Facts About Zinc

  • Zinc has a self-healing mechanism in it. The zinc coating sacrifices itself slowly by galvanic action to protect the base steel. This sacrificial action continues as long as any zinc remains in the immediate area.
  • Zinc melts at 787 F (420 C), and boils at 1,665 F (907 C).
  • Zinc comprises an estimated 0.004% of the Earth’s crust.
  • Zinc ranks 27th in order of material abundance in the Earth.
  • Zinc is essential for the growth and development of almost all life: between 1.4 and 2.3 grams of zinc are to be found in the average, healthy adult.
  • Zinc is found everywhere in daily life: in every cell of the human body, in the earth, in the food we eat and in products we use (sunblock, automobiles, cosmetics, airplanes, appliances, surgical tools, zinc lozenges).
  • Children need zinc for growth. Adults need zinc for reproduction and good health.
  • The U.S. Recommended Daily Allowance (RDA) is 15 milligrams of zinc.
  • Recently, zinc is found to enhance eyesight, preventing the onset of macular degeneration.
  • Zinc occurs naturally in the earth, air and foods you eat; it is the second most common trace metal, after iron, naturally found in the body.
  • Zinc is essential to your health, boosting the immune system, helping cells to grow, regulating appetite and healing wounds; zinc lozenges can even cut short the common cold.
  • Zinc is a natural insect repellent and sun screen, protecting lips and skin.
  • Zinc is the third most used nonferrous metal (after aluminum and copper), of which the U.S. consumes more than one million metric tons annually; the average person will use 730 pounds of zinc in his or her lifetime, according to the U.S. Bureau of Mines.
  • Zinc is 100% recyclable.
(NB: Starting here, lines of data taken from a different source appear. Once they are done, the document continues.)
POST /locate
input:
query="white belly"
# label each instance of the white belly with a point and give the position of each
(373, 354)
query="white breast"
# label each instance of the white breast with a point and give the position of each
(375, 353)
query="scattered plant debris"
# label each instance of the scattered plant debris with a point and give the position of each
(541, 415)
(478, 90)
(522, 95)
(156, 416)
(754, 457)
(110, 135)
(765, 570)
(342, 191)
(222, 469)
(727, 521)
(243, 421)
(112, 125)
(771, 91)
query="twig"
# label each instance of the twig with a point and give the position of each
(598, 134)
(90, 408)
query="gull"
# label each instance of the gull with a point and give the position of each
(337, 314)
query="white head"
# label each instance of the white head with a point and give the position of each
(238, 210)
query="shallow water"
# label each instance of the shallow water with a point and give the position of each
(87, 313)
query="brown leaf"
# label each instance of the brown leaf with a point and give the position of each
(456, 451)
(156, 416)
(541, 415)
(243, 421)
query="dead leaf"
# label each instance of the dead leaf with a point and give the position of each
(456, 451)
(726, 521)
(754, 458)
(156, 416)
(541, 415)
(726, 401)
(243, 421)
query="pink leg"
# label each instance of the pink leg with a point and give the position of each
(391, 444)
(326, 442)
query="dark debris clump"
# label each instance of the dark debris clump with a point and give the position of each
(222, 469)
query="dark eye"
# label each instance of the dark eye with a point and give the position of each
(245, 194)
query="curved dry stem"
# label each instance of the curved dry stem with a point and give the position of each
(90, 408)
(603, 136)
Over 80% of the zinc available for recycling is currently recycled.
  • More than one-third of the zinc consumed in North America is produced from recycled materials.
  • Zinc is primarily used as a coating on iron and steel to protect against corrosion.  Corrosion costs the US 3.2% of the GDP annually, or about $423 billion.
  • Zinc makes the average automobile last longer—17 pounds of zinc protect it from rust, 20 pounds are used to make zinc die-cast parts like door handles and locks, and each tire contains about 1/2 pound of zinc, needed to cure rubber.
  • Due to the long lifespan of most zinc-coated products like galvanized steel, which in some cases may last maintenance-free for over 100 years, much of the zinc produced in the past is still in use, constituting a valuable and sustainable resource of zinc for generations.
  • Zinc can store six times more energy per pound than other battery systems, increasing the range of electric vehicles; zinc-air batteries have powered cars to speeds of 120 mph.
  • Zinc combined with copper makes brass 
  • The U.S. penny is 98 percent zinc, with a copper coating.
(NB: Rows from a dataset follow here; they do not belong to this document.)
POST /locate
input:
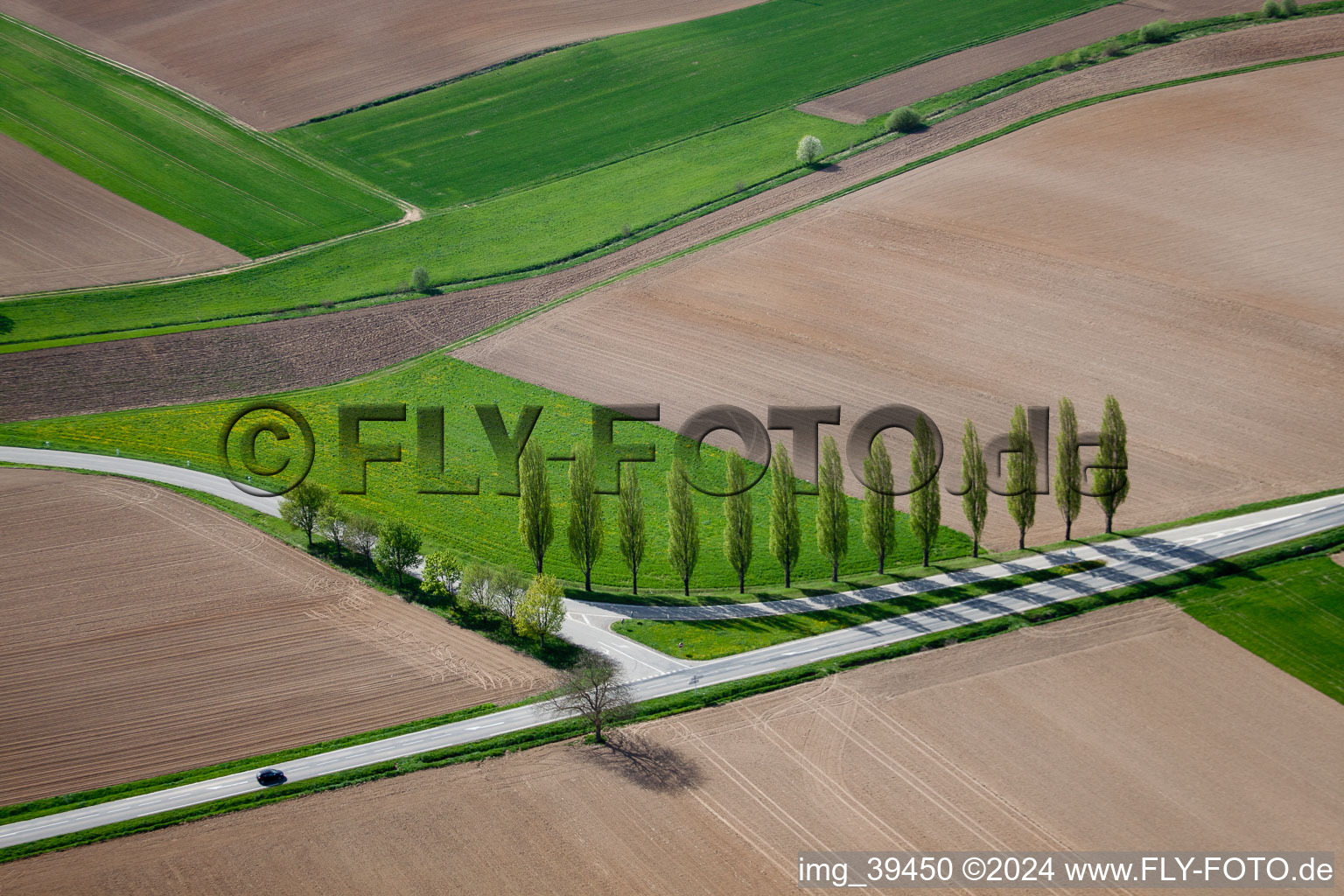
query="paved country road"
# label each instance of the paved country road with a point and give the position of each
(1126, 562)
(258, 359)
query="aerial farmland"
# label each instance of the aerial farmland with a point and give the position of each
(711, 446)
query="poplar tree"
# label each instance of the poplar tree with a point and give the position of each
(683, 527)
(631, 522)
(975, 484)
(738, 522)
(534, 502)
(832, 512)
(879, 502)
(584, 527)
(1068, 469)
(1110, 481)
(785, 531)
(927, 500)
(1022, 476)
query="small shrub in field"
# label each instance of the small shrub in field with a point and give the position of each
(905, 120)
(1156, 32)
(809, 150)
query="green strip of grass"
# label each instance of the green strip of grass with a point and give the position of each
(481, 527)
(1289, 612)
(170, 153)
(515, 235)
(32, 808)
(711, 696)
(714, 639)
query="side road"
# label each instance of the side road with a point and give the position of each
(579, 627)
(258, 359)
(1135, 560)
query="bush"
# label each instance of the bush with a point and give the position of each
(1156, 32)
(420, 280)
(809, 150)
(905, 120)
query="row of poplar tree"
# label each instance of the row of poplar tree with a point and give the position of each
(586, 528)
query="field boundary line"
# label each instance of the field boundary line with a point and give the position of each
(970, 144)
(582, 256)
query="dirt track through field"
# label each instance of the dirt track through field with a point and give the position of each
(1176, 248)
(147, 634)
(1128, 728)
(275, 63)
(326, 348)
(880, 95)
(60, 231)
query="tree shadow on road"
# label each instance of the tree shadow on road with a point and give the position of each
(648, 765)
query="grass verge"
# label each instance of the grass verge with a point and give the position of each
(1316, 546)
(1291, 612)
(481, 527)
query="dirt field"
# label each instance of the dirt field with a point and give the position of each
(276, 63)
(145, 634)
(960, 69)
(313, 351)
(58, 230)
(1176, 248)
(1128, 728)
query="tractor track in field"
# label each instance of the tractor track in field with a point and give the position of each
(253, 359)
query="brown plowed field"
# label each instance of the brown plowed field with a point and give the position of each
(312, 351)
(880, 95)
(1128, 728)
(275, 63)
(58, 231)
(145, 634)
(1178, 248)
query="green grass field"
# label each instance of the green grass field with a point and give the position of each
(714, 639)
(1291, 612)
(609, 100)
(483, 527)
(514, 233)
(172, 156)
(687, 155)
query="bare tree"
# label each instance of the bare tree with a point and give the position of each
(331, 522)
(507, 590)
(301, 508)
(593, 688)
(361, 535)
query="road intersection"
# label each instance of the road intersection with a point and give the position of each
(654, 675)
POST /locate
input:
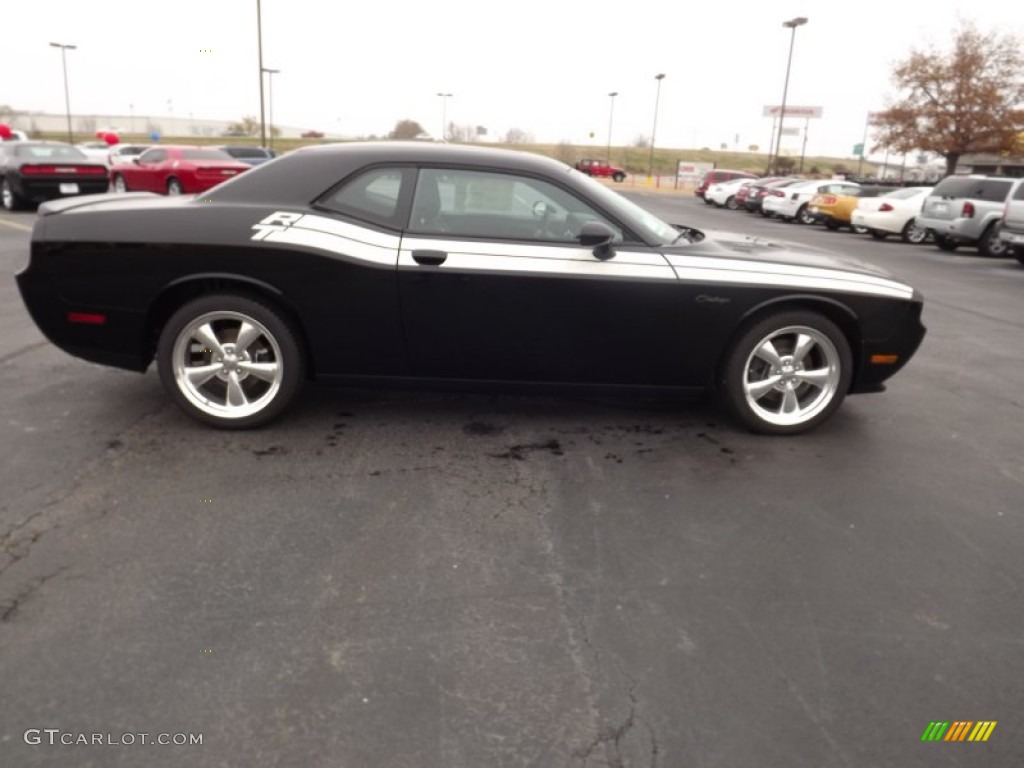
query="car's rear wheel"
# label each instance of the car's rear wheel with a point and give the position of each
(229, 360)
(786, 373)
(912, 233)
(991, 245)
(10, 199)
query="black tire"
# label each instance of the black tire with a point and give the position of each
(990, 245)
(760, 409)
(912, 235)
(266, 373)
(11, 201)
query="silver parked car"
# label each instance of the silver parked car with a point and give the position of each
(1012, 231)
(968, 211)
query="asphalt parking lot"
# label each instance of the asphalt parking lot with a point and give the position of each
(411, 580)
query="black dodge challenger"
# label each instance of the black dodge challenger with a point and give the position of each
(399, 263)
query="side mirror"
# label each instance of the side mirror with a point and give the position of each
(599, 236)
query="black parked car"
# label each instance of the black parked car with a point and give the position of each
(34, 171)
(394, 262)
Zinc is Essential for Life

As one of nature’s essential elements, zinc is required by humans throughout their life-cycles to grow and develop.  Zinc occurs naturally throughout the earth in plants and animals and the food we eat.  Every cell requires zinc to multiply. 
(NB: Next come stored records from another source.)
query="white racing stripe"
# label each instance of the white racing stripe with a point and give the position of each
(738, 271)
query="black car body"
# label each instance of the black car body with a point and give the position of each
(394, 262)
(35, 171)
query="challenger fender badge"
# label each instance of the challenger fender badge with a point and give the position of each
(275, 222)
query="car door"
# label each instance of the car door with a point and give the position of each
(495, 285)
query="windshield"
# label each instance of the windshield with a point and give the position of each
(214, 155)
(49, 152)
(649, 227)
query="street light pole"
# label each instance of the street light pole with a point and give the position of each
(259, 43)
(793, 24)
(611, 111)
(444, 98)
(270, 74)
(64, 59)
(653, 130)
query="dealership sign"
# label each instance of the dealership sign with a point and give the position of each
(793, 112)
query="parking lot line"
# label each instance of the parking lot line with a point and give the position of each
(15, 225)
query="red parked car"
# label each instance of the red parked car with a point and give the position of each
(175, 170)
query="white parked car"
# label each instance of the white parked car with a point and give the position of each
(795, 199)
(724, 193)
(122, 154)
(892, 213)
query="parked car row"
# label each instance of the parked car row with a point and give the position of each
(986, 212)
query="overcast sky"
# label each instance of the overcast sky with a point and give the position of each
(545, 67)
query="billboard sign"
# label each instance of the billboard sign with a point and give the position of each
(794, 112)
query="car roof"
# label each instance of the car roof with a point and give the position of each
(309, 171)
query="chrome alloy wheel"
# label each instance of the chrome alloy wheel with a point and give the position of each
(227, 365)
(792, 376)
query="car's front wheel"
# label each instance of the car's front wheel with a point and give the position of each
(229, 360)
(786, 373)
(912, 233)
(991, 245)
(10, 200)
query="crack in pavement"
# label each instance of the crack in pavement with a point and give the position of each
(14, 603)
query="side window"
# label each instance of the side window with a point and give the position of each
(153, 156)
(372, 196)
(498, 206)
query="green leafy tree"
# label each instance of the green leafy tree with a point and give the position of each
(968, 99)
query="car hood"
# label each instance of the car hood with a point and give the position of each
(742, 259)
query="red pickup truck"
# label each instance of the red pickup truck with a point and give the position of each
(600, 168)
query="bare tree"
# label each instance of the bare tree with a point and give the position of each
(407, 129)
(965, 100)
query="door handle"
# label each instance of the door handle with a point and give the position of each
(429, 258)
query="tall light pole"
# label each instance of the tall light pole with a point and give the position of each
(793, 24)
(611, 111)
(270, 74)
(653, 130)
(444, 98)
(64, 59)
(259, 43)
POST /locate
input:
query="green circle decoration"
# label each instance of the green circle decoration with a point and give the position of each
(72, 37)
Zinc is required for smell and taste and helps regulate the body’s immune system.  It heals and protects the skin and boosts brain activity.  Zinc is essential for life.

Zinc and Steel

Zinc’s most remarkable quality is its natural capacity to protect.  By protecting steel against corrosion, zinc protects buildings, automobiles, ships and steel structures of every kind from corrosion by the atmosphere, water, and soil.  By protecting against corrosion and its costly effects, zinc extends the life of steel, thus protecting investments.   A typical galvanized coating can now be expected to last 70 to 150 years without maintenance in most urban and rural atmospheres.